Molecular analysis of sequence and splice variants of the human SLC13A4 sulfate transporter.

The solute linked carrier 13A4 gene (SLC13A4) is abundantly expressed in the human and mouse placenta where it is proposed to transport nutrient sulfate to the fetus. In mice, targeted disruption of placental Slc13a4 leads to severe and lethal fetal phenotypes, however the involvement of SLC13A4 in human development is unknown. A search of the NCBI and Ensembl gene databases identified two alternatively spliced SLC13A4 mRNA transcripts and 98 SLC13A4 gene variants, including 85 missense, 4 splice site, 5 frameshift and 2 nonsense variants, as well as 2 in-frame deletions. We examined the relative abundance of the two SLC13A4 mRNA transcripts and then compared the sulfate transport function and plasma membrane expression of both isoforms as well as 6 sequence variants that predict disrupted SLC13A4 protein structure and function. SLC13A4 mRNA variant 1 has three additional nucleotides CAG compared to SLC13A4 mRNA variant 2 as a result of alternative splicing at the 5'-end of exon 6. Using qRT-PCR, we show a 4-fold higher abundance of SLC13A4 mRNA variant 1 compared to variant 2 in term human placentas and cultured BeWo and JEG-3 cell lines. The corresponding SLC13A4 protein isoforms 1 and 2 were found to have similar sulfate uptake activity and apical membrane expression in cultured MDCK cells. In addition, sulfate uptake into MDCK cells was similar between SLC13A4 isoform 1 and four missense variants N300S, F310C, E360Q and I570V, whereas V513M and frameshift variant L72Sfs led to partial (≈75% decrease) and complete loss-of-function, respectively.
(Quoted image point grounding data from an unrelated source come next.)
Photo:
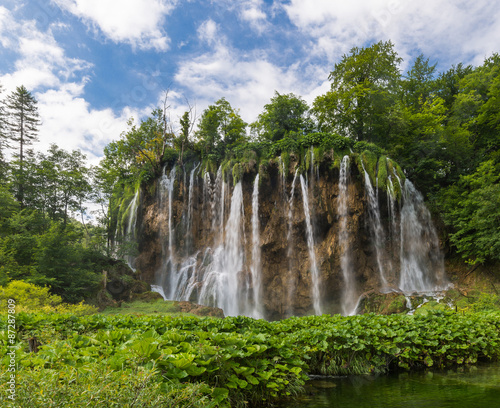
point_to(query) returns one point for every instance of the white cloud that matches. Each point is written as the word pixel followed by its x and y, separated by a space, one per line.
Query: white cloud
pixel 451 31
pixel 136 22
pixel 70 122
pixel 207 31
pixel 248 11
pixel 57 82
pixel 246 81
pixel 42 62
pixel 251 12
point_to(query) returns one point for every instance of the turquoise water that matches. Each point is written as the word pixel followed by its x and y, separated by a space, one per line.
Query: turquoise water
pixel 472 387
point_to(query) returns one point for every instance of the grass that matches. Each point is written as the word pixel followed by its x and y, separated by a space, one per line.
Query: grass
pixel 142 307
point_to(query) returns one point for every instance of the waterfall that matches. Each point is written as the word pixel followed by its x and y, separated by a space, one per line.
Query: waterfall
pixel 206 258
pixel 310 247
pixel 391 208
pixel 166 188
pixel 289 240
pixel 189 226
pixel 375 226
pixel 349 295
pixel 220 280
pixel 255 267
pixel 422 267
pixel 130 230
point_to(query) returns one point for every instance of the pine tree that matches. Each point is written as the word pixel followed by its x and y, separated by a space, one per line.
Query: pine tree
pixel 3 141
pixel 22 121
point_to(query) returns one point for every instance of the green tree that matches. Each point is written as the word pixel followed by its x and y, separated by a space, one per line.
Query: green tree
pixel 418 83
pixel 3 142
pixel 220 128
pixel 364 87
pixel 64 264
pixel 285 114
pixel 22 130
pixel 471 208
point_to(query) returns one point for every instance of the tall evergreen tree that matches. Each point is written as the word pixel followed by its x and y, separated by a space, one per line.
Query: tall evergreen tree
pixel 22 121
pixel 3 141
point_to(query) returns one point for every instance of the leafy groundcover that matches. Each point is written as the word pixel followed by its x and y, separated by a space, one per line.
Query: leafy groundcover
pixel 159 361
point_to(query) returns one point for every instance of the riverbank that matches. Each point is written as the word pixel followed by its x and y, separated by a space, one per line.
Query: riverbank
pixel 235 361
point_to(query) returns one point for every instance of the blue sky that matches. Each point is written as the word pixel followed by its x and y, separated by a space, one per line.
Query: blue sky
pixel 93 64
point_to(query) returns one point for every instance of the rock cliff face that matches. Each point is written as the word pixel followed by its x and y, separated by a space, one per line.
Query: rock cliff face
pixel 286 244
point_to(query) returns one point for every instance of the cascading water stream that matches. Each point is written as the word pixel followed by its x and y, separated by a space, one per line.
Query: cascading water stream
pixel 349 294
pixel 256 253
pixel 220 284
pixel 130 231
pixel 189 227
pixel 422 267
pixel 310 247
pixel 216 267
pixel 375 226
pixel 289 240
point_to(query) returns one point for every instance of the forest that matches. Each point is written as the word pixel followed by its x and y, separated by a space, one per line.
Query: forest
pixel 443 130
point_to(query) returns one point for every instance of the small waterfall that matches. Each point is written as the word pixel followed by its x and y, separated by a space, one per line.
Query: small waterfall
pixel 375 226
pixel 255 267
pixel 349 295
pixel 220 280
pixel 391 208
pixel 422 267
pixel 289 240
pixel 130 230
pixel 310 246
pixel 189 226
pixel 166 194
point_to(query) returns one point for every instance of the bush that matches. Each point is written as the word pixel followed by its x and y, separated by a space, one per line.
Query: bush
pixel 99 386
pixel 32 298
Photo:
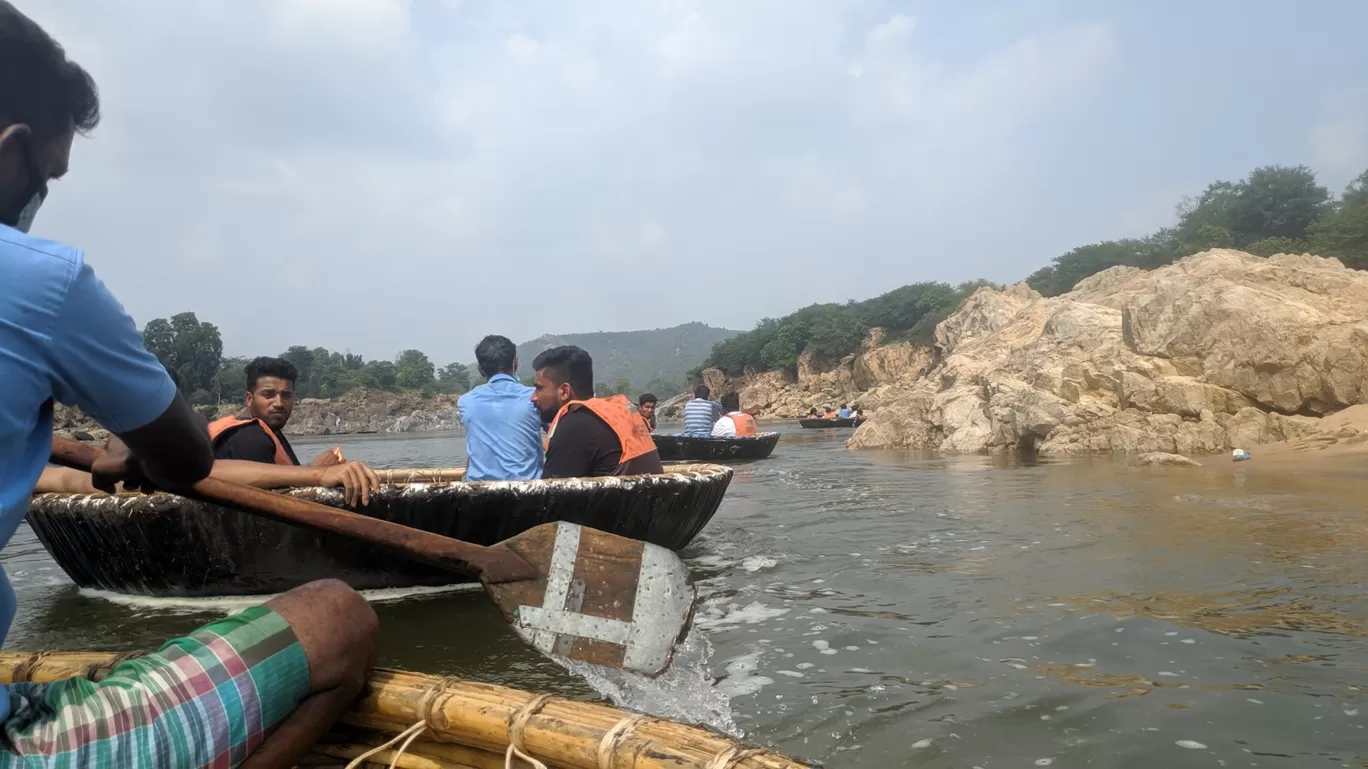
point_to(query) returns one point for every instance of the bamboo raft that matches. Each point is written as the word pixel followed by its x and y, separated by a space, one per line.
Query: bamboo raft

Localisation of these variants in MDCK cells showed N300S, E360Q, V513M and I570V expression on the apical plasma membrane, L72Sfs intracellularly and F310C on both apical and basolateral membranes. Our finding of partial and complete loss-of-function variants warrants further studies of the potential involvement of SLC13A4 in fetal pathophysiology.